Tras ese 1-0, el Racing disfrutó de unos minutos en los que sí sintió que podía matar el partido, pero no lo logró. Todavía no ha sido capaz de marcar más de un tanto en todo el 2018. Pouso ya había metido a César en banda derecha en el primer tiempo para sustituir al lesionado Óscar mientras que en el segundo entró Aquino por Juanjo y Pau por Héber. Y los cambios le vinieron bien porque el segundo tiempo llevaba mal camino.
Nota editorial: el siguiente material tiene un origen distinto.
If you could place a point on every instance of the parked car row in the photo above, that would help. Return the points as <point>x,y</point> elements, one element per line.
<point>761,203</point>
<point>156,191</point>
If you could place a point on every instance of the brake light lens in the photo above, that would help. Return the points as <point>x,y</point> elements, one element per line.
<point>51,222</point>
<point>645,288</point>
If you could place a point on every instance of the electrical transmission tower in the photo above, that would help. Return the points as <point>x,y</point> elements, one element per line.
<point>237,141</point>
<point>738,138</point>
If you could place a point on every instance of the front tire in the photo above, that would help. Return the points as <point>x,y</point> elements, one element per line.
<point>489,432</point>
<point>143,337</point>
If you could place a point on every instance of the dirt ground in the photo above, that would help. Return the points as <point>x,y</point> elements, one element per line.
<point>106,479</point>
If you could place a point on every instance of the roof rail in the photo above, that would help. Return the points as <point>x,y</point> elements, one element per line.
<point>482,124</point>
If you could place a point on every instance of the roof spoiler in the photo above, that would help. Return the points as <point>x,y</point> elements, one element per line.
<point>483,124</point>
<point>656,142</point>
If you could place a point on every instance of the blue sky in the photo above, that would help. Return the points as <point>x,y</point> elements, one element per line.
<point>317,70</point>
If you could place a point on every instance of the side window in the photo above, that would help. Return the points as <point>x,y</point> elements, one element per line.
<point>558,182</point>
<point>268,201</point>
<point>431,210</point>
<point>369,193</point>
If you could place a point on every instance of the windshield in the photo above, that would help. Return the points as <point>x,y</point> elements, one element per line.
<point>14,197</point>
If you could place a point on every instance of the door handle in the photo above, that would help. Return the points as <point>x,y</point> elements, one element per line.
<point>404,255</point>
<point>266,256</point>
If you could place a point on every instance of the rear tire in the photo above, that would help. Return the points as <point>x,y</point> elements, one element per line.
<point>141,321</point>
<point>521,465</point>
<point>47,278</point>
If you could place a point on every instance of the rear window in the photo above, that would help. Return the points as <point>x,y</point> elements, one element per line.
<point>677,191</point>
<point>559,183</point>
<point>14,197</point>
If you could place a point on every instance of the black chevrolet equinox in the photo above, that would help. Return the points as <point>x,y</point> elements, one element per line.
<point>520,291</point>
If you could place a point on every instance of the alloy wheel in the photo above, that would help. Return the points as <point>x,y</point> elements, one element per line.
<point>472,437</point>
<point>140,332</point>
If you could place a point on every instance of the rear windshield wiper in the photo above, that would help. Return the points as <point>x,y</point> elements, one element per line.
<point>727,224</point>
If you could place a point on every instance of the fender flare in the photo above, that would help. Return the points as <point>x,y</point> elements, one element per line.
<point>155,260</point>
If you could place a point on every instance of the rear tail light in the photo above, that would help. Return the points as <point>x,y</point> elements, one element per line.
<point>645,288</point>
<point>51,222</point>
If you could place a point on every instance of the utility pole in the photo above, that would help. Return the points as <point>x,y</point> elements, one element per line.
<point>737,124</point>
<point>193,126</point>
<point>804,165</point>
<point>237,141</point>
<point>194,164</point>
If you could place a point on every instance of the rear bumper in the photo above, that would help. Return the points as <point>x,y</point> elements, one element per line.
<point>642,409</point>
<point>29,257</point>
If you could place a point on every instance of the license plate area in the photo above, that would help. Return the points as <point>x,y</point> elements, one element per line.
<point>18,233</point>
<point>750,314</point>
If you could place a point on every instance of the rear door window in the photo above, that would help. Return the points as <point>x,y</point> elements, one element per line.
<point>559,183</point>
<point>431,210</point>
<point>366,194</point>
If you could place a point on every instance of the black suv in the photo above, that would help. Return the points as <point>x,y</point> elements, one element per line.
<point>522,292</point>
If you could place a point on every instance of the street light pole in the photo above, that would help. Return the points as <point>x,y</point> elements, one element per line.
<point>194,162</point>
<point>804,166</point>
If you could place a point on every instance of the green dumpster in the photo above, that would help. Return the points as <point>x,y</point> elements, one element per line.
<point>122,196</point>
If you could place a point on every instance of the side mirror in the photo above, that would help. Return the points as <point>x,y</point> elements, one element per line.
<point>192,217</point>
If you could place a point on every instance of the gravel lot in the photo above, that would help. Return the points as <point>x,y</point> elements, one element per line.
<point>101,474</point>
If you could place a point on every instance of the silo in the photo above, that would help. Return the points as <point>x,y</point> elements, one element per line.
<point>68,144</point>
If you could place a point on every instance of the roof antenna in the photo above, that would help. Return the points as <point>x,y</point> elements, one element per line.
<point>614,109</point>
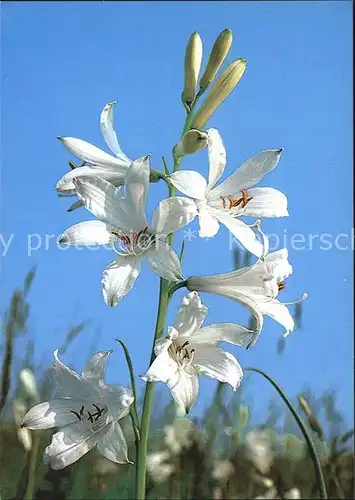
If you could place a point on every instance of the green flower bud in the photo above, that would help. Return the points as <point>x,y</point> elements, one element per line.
<point>191,141</point>
<point>223,86</point>
<point>193,58</point>
<point>218,54</point>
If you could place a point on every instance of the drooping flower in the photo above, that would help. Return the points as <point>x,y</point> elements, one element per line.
<point>95,161</point>
<point>122,223</point>
<point>234,197</point>
<point>188,350</point>
<point>255,286</point>
<point>86,411</point>
<point>272,494</point>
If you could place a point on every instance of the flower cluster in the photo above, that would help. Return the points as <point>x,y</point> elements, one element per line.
<point>114,189</point>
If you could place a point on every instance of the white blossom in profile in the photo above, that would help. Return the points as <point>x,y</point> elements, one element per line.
<point>256,286</point>
<point>122,223</point>
<point>86,413</point>
<point>235,196</point>
<point>189,350</point>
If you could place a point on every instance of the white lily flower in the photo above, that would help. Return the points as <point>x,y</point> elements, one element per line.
<point>259,448</point>
<point>159,466</point>
<point>189,349</point>
<point>95,161</point>
<point>234,197</point>
<point>122,223</point>
<point>86,412</point>
<point>255,286</point>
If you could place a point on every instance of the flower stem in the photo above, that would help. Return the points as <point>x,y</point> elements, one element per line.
<point>148,398</point>
<point>133,411</point>
<point>312,449</point>
<point>165,294</point>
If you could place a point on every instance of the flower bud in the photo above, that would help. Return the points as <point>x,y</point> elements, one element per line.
<point>223,86</point>
<point>28,383</point>
<point>19,409</point>
<point>193,58</point>
<point>191,141</point>
<point>25,438</point>
<point>313,422</point>
<point>243,416</point>
<point>218,54</point>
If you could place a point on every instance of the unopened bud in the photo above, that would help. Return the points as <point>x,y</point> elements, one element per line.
<point>191,141</point>
<point>193,58</point>
<point>218,54</point>
<point>25,438</point>
<point>313,422</point>
<point>28,383</point>
<point>221,89</point>
<point>243,416</point>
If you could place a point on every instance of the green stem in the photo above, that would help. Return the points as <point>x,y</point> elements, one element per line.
<point>29,495</point>
<point>312,449</point>
<point>165,294</point>
<point>133,412</point>
<point>148,397</point>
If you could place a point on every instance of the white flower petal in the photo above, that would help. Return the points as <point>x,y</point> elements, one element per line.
<point>75,205</point>
<point>163,369</point>
<point>105,201</point>
<point>163,260</point>
<point>249,174</point>
<point>92,232</point>
<point>119,277</point>
<point>68,383</point>
<point>216,363</point>
<point>190,183</point>
<point>136,190</point>
<point>95,368</point>
<point>191,315</point>
<point>209,225</point>
<point>56,413</point>
<point>69,444</point>
<point>113,445</point>
<point>279,312</point>
<point>217,157</point>
<point>172,214</point>
<point>108,133</point>
<point>184,390</point>
<point>243,233</point>
<point>89,153</point>
<point>223,332</point>
<point>266,202</point>
<point>66,183</point>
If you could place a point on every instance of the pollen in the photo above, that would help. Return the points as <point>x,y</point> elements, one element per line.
<point>236,202</point>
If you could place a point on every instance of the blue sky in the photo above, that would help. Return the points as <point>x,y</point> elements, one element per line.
<point>61,62</point>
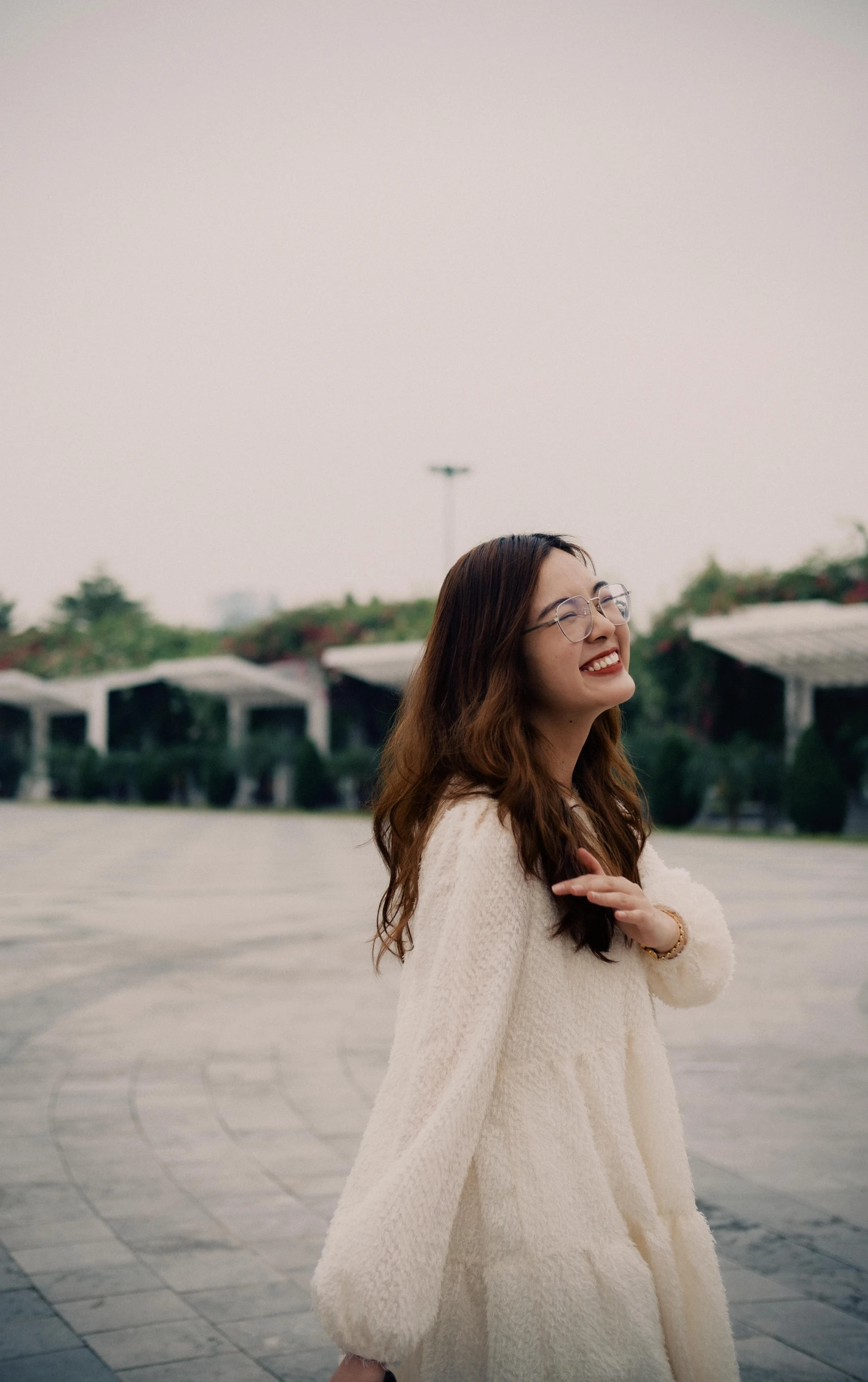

El Izarra ya había comenzado a probar a Iván Crespo y el porvenir parecía teñido de negro.

Lo malo fue llegar otra vez a la recta final del encuentro a merced de cualquier calamidad que hiciera que se escaparan otros dos puntos a última hora. Es entonces cuando más tiemblan las piernas y cuando más se siente la presión. El Izarra comenzó a bombear balones yéndose hacia arriba y facilitando unos contragolpes que el Racing sigue sin aprovechar para escribir un punto y final. Lo que hizo demasiado el conjunto cántabro fue perder unos balones inexplicables que concedieron al equipo navarro la posibilidad de sentirse poderoso. Incluso pidió un penalti a última hora y disfrutó de un dos contra uno que Saihou desaprovechó por pecar de individualismo. Quien más y quien menos mascaba la tragedia. Y a algunos, viendo a su equipo herido en ese arreón final del Izarra, se le ocurrió lanzar algunos pitos a su equipo para que a éste le temblaran más las piernas. No hay por donde cogerlo.